Team New Zealand CEO Grant Dalton told Newhub’s Tom McRae . . . “On the face of it, it looks normalish. But once it starts to roll, once it starts to get up on the foils it won’t look like a boat, it will look like an aircraft.”
Team New Zealand will be the first to launch it’s AC75 – the new 23-metre foiling monohull that will replace the catamaran’s that were used in Bermuda for the last America’s Cup – this Friday 6 September.
Dalton believes that the work the design team has spent months working on behind closed doors will be decisive to their chances of retaining the Auld Mug.
While the teams are expected to build a second version that will do the racing in Auckland in 2021, most of the major design decisions have already been made meaning, 18 months out, the winner could already be decided.

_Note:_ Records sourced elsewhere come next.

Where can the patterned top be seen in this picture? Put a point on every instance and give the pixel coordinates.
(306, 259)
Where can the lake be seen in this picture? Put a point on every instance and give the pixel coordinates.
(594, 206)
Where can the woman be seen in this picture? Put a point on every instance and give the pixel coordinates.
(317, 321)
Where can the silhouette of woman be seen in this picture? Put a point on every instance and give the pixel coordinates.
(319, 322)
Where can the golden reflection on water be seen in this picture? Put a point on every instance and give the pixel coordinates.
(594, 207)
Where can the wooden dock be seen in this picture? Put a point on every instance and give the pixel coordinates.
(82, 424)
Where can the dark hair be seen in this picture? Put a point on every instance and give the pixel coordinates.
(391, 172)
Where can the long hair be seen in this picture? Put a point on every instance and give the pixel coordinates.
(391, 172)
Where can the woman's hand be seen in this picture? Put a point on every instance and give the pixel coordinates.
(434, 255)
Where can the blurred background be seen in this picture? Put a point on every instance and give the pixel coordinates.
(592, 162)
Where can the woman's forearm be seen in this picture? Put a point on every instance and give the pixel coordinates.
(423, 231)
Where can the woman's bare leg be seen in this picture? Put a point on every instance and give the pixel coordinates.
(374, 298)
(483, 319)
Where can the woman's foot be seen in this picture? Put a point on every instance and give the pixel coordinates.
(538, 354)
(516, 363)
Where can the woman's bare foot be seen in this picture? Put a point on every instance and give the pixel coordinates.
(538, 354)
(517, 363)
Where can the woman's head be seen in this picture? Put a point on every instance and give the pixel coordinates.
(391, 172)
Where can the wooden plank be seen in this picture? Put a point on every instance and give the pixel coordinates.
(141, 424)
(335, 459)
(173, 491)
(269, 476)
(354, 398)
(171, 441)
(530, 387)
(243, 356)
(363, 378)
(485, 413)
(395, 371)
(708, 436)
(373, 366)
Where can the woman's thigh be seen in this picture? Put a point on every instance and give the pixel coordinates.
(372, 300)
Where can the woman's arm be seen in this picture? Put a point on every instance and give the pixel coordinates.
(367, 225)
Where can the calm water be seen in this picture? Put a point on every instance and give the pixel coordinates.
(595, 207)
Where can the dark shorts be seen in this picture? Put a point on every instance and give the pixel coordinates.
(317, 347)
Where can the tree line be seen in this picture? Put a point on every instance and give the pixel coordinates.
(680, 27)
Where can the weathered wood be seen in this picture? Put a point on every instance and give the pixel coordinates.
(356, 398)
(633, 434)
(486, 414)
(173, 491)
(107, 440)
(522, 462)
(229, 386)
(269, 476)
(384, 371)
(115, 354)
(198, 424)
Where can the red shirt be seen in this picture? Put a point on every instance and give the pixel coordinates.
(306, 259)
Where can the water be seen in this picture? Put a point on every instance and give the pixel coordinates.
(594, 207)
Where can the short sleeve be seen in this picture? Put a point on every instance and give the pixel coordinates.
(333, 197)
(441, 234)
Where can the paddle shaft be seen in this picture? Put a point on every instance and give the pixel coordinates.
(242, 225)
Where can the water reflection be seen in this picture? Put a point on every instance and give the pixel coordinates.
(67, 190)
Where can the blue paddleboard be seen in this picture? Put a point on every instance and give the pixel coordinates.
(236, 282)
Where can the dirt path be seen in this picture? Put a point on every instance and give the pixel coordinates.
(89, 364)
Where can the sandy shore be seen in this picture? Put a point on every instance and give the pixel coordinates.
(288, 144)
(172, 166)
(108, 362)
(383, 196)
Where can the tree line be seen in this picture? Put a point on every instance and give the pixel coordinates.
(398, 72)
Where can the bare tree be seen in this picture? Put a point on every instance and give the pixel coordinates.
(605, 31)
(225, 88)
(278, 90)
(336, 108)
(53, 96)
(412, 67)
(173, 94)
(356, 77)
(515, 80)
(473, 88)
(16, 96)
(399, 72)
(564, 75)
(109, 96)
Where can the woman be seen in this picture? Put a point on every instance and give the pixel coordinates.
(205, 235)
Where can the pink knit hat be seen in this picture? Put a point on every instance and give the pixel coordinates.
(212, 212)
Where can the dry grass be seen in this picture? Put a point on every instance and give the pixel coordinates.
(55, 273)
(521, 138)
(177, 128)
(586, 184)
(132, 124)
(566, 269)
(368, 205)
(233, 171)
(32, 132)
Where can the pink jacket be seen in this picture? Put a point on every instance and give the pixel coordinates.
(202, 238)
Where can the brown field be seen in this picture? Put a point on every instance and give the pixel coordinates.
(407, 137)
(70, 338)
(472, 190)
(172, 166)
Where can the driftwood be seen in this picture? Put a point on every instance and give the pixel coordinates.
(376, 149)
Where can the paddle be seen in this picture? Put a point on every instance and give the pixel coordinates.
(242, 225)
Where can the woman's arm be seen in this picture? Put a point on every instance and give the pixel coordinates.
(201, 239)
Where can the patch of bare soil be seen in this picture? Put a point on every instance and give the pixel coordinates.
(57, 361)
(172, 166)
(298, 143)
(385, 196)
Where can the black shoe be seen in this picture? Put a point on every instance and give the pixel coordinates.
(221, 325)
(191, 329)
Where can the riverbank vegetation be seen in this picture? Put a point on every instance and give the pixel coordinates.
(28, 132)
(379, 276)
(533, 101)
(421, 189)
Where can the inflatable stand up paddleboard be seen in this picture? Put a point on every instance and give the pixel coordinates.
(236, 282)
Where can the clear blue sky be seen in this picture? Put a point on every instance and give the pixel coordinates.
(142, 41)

Dalton continued . . . “The America’s Cup is actually over, we just don’t know who won yet because decisions you make very early set the pattern of what will happen two, three years in time.”
“Once that boat rolls out of the shed it won’t even get halfway out before it’s already in Europe and the United States.” he said, refering to the rival team spies already gathering for the launch later this week in Auckland.

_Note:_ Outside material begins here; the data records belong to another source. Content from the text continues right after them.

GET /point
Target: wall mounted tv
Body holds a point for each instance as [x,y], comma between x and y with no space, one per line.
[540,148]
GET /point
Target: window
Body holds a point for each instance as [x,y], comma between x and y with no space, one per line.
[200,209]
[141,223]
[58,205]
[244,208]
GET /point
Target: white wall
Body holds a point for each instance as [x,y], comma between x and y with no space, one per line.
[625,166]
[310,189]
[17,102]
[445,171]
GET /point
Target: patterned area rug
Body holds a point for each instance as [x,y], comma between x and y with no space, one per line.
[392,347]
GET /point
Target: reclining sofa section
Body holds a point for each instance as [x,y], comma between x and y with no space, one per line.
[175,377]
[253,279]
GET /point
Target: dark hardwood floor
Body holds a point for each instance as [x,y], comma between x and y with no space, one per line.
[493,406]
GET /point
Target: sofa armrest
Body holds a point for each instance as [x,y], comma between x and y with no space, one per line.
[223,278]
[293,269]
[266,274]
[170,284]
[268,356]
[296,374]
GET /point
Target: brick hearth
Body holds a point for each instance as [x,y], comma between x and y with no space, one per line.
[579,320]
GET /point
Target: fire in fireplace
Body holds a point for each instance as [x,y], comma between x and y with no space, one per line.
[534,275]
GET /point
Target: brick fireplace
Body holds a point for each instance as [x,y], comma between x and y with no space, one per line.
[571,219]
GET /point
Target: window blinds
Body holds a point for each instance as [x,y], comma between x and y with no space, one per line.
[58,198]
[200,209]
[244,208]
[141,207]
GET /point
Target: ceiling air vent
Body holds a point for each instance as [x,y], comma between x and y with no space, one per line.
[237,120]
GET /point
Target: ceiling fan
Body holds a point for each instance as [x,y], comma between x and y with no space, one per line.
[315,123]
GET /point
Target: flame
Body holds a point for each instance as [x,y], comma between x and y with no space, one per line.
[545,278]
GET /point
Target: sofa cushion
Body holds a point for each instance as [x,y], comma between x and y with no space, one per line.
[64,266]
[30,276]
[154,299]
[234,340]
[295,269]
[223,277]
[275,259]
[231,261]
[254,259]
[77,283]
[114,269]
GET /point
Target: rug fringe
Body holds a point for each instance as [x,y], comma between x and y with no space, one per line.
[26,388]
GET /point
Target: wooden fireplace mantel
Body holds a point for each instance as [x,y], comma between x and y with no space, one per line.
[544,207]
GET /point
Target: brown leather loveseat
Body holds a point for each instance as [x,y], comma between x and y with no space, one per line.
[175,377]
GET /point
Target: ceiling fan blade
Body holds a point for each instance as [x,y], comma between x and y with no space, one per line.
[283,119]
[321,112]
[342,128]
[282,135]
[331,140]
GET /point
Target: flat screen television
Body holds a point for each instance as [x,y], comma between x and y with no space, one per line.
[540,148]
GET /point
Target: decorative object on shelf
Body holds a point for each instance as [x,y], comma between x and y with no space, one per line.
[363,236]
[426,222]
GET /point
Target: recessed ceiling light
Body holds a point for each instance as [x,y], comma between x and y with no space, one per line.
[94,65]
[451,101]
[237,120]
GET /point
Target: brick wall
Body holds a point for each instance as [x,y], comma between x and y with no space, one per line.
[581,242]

“I think in terms of the energy that each of the teams is bringing to it, the intensity … I don’t think I have seen that before.”
“The English, they just say nothing, they are quietly going about it and that is a worry.”

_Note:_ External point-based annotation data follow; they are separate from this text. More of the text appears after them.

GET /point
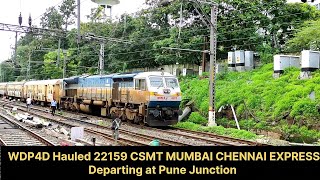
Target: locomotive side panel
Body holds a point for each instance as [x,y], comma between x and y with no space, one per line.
[3,89]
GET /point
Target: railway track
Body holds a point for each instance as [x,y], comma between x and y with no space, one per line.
[139,139]
[209,139]
[13,133]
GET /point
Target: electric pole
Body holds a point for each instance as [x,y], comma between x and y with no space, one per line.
[211,23]
[64,63]
[213,50]
[29,63]
[101,58]
[58,56]
[78,21]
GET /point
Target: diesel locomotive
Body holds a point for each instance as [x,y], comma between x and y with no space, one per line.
[148,98]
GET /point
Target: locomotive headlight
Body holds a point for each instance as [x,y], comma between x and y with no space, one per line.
[153,93]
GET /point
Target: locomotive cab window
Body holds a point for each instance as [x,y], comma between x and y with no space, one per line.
[140,84]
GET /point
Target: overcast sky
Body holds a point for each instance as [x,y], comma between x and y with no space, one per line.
[10,9]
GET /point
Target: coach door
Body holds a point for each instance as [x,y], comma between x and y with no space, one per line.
[115,91]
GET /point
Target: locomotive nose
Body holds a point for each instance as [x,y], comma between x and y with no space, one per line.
[166,91]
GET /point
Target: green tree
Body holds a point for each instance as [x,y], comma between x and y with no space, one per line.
[67,10]
[307,37]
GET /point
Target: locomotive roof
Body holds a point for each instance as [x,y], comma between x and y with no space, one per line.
[14,83]
[42,82]
[101,76]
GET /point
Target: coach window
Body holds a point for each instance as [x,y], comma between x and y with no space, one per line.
[140,84]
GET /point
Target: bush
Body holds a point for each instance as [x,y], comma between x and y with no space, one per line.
[241,134]
[268,99]
[195,117]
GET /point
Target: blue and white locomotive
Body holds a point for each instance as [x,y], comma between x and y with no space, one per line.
[151,98]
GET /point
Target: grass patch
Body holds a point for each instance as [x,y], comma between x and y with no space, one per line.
[269,100]
[219,130]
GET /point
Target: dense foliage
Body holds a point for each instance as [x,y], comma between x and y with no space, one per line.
[142,39]
[261,26]
[261,102]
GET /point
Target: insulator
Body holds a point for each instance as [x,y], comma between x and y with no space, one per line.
[20,19]
[30,20]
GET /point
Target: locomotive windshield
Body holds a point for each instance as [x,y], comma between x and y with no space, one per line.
[172,82]
[156,81]
[169,82]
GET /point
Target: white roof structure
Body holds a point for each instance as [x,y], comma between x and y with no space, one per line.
[154,73]
[44,82]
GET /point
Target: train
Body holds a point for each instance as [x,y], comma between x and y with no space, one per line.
[146,98]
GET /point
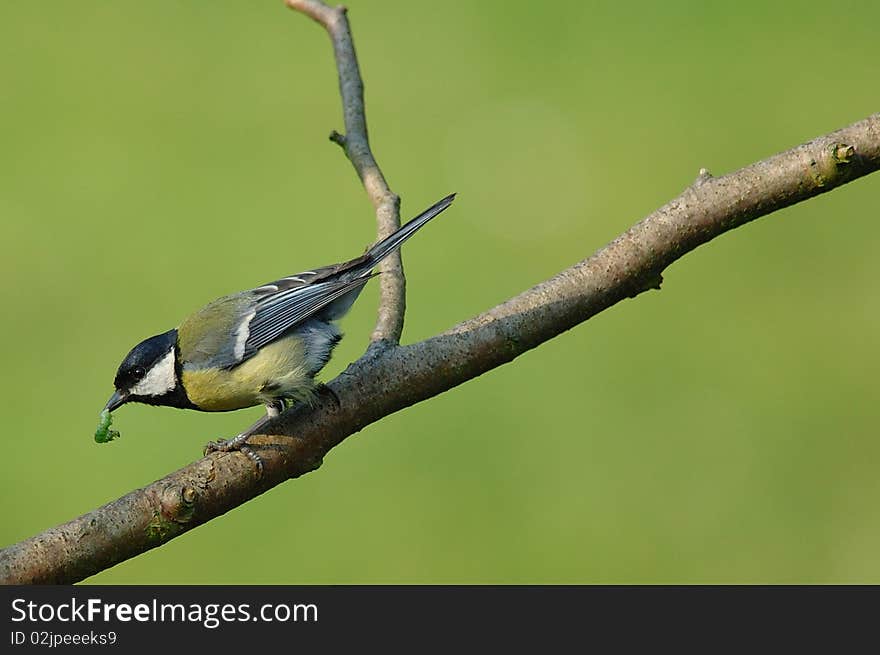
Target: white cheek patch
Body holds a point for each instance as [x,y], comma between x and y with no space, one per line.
[159,380]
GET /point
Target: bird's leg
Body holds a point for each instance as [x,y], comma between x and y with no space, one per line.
[238,443]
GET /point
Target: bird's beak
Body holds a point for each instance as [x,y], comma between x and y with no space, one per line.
[116,401]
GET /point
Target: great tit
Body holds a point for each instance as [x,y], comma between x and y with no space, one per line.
[260,346]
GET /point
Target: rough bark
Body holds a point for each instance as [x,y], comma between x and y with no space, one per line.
[391,377]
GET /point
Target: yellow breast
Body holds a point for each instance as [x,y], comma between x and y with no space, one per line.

In a recent interview the Head of Design at INEOS TeamUK, Nick Holroyd, a previous winner of the Cup with Emirates Team New Zealand in Auckland in 2000, had a different take on the development likely between the first and second boats . . .
The class rule came out 1st of April last year and we have signed off the lines of this boat (code named ‘RB1’) in September so four and a half months of development work was necessarily somewhat quick and dirty in that process.
We have had another nine or 10 months of improving our tools and getting the data we require. Race boat two will be more than just a refinement of boat one.